I was angry to learn on the heels of your prejudiced statements about your search for a site to locate in Boston. There is no place for discrimination on Boston’s Freedom Trail and no place for your company alongside it. When Massachusetts became the first state in the country to recognize equal marriage rights, I personally stood on City Hall Plaza to greet same sex couples coming here to be married. It would be an insult to them and to our city’s long history of expanding freedom to have a Chick-fil-A across the street from that spot.


Thomas M. Menino
Mayor, City of Boston

There’s no place for freedom to disagree on the Freedom Trail?


I wonder if he knows that barring Chick-fil-A would be unconstitutional. There’s just enough ambiguity in that letter to suggest that he does — he’s telling them they’re not welcome, not warning them that he’ll challenge them legally — but who knows. Would any Boston liberals object if he did file suit to try to stop them, full in the knowledge that he’s doomed to fail?

Actually, the Boston Globe editorial board would:

[W]hich part of the First Amendment does Menino not understand? A business owner’s political or religious beliefs should not be a test for the worthiness of his or her application for a business license.

Chick-fil-A must follow all state and city laws. If the restaurant chain denied service to gay patrons or refused to hire gay employees, Menino’s outrage would be fitting.

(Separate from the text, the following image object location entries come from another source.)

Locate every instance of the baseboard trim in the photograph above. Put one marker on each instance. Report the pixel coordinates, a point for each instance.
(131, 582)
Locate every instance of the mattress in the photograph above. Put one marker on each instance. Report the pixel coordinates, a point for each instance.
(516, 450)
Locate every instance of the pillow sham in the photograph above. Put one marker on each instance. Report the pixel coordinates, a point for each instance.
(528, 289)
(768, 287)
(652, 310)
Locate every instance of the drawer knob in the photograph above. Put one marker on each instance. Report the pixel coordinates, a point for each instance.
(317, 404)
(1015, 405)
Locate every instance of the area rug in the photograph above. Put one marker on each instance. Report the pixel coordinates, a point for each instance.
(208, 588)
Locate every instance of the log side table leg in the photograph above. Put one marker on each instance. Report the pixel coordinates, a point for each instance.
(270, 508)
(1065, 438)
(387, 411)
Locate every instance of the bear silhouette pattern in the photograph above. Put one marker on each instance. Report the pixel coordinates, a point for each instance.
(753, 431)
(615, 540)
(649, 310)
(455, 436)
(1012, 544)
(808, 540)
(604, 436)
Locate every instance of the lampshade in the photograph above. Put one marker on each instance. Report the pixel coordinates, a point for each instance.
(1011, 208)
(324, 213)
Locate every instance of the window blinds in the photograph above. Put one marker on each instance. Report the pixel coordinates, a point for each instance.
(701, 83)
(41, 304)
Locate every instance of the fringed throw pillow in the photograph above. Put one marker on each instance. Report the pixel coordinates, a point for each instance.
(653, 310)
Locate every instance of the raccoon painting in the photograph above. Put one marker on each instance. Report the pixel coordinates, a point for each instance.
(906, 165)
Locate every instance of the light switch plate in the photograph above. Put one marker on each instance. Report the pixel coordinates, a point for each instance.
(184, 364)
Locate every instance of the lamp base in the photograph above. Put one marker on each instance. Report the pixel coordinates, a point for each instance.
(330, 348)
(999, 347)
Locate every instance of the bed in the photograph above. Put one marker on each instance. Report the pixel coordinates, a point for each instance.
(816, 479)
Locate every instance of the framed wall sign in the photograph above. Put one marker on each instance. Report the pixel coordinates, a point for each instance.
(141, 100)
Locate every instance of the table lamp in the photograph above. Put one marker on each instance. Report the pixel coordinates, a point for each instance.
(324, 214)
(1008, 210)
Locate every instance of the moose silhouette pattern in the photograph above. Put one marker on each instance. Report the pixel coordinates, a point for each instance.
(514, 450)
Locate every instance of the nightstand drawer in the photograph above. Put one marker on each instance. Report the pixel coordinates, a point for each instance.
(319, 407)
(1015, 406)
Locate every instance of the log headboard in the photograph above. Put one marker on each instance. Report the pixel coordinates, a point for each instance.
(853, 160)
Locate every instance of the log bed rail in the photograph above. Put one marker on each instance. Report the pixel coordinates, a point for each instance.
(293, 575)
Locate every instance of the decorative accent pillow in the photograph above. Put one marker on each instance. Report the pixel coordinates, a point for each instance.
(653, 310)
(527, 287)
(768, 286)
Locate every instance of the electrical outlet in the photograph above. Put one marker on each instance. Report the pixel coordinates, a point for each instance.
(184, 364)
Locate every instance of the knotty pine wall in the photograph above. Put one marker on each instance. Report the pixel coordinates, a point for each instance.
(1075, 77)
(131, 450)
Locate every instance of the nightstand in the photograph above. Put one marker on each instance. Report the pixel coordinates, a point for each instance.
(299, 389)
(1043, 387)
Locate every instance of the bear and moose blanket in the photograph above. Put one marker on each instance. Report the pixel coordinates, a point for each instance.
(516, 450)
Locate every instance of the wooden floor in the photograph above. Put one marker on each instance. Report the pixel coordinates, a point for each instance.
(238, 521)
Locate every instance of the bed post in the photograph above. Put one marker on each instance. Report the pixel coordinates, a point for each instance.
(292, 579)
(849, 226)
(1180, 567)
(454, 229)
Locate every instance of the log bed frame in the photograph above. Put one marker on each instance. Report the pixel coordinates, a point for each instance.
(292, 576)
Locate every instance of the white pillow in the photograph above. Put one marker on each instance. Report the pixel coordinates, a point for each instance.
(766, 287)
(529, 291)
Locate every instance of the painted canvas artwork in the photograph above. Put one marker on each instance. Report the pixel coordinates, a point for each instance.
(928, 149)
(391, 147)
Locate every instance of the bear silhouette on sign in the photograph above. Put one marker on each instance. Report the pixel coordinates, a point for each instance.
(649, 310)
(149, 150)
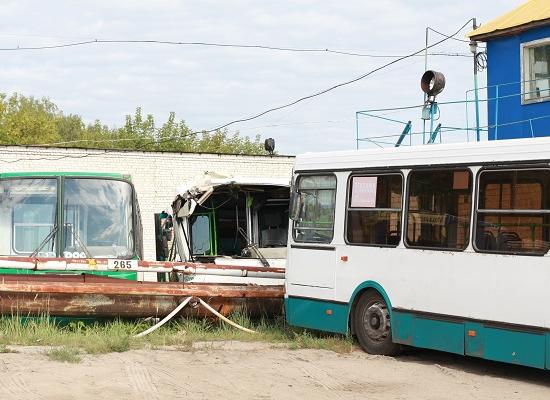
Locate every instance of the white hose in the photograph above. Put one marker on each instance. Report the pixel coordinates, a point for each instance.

And the company should be held to its statement that it strives to “treat every person with honor, dignity and respect — regardless of their belief, race, creed, sexual orientation, or gender.” But beyond the fact that Chick-fil-A is closed on Sundays, the religious beliefs of the company’s top executive don’t appear to control its operations…

If the mayor of a conservative town tried to keep out gay-friendly Starbucks or Apple, it would be an outrage.

Ironically, Menino is citing the specific location along the Freedom Trail as a reason to block Chick-fil-A. A city in which business owners must pass a political litmus test is the antithesis of what the Freedom Trail represents. History will render judgment on the views of Chick-fil-A executives. City Hall doesn’t have to.


Is the Globe editorial page normally that righteous or did it take an unusual expression of schmuckery from Mayor Mumbles to drive them to it? I think I know the answer, but I figured I should put that out there for Bostonians. Exit question: Tom Menino, the worst big-city mayor in America? Exit answer: Not on your life.